How powerful? Powerful enough where no conservative should be engaged in the kind of gloating witnessed from that side of the political spectrum in recent days. It is as unseemly as it is unproductive. Ronald Reagan didn’t galvanize America by demeaning progressivism, he did it by elevating the virtues of conservatism, and the “shining city on a hill” that America can be.
ObamaCare must be presented to the public as what it truly is: the greatest teaching opportunity in two generations. A fundamental primer illuminating the hubris of those who know what’s better for us than we do ourselves. The colossal failure of top-down centralized control.

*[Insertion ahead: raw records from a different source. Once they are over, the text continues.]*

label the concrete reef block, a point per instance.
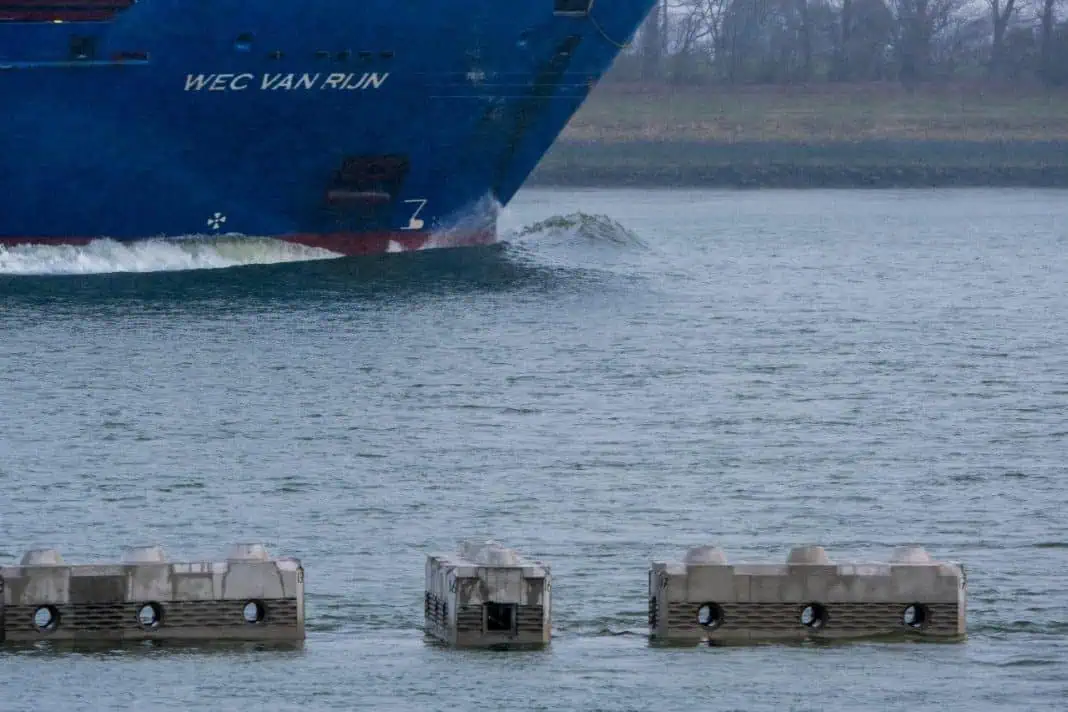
(703, 598)
(247, 597)
(487, 596)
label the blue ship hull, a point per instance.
(359, 126)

The integrity and virtue-sapping mechanism best described in a Wall Street Journal column by a women forced to go on Medicaid, because ObamaCare made it so that she can no longer afford to buy her own health insurance. "The way I was raised, taking government handouts is shameful,“ she said.
If virtue is eliminated, there is no shame. If conservatives can’t make that case, loudly and forcefully, over and over again, from now until the 2014 election, they may never get another chance.
And here’s a big hint how to do it. Right now the American left and their media cheerleaders are presenting the public with a false dichotomy to camouflage their own failure. "What’s the Republican plan for healthcare?” they collectively ask.
Here’s the correct answer to that question: the question itself is illegitimate, because the words “Republican plan” presumes the exact same, top-down bureaucratic solution that is currently crashing and burning.
The real solution to America’s healthcare problems can be reduced to two ideas: liberty and free-market capitalism. We need a patient-centered system where the patient-doctor relationship comes first, not last. The ability of Americans to maintain health savings accounts on their own, to pick and choose what they want any insurance policy to cover, and the elimination of laws that prevent insurance companies from selling policies across state lines. We need a system in which a 900 page bill, and 11,000 pages of regulations – not one word of which talks about tort reform – is tossed on the ash heap of history.
That’s a viable beginning. I have no doubt there are experts in the field who can couple these ideas with a system in which people with chronic and/or pre-existing conditions can access the kind of safety net Americans would be more than happy to underwrite. One based on genuine need – and genuine virtue.
We can still be that kind of nation, a shinier, healthier city on a hill.
In the meantime, to all my fans at The Patriot Post, a healthy and happy Thanksgiving. Despite our current problems, we still have much for which to be thankful.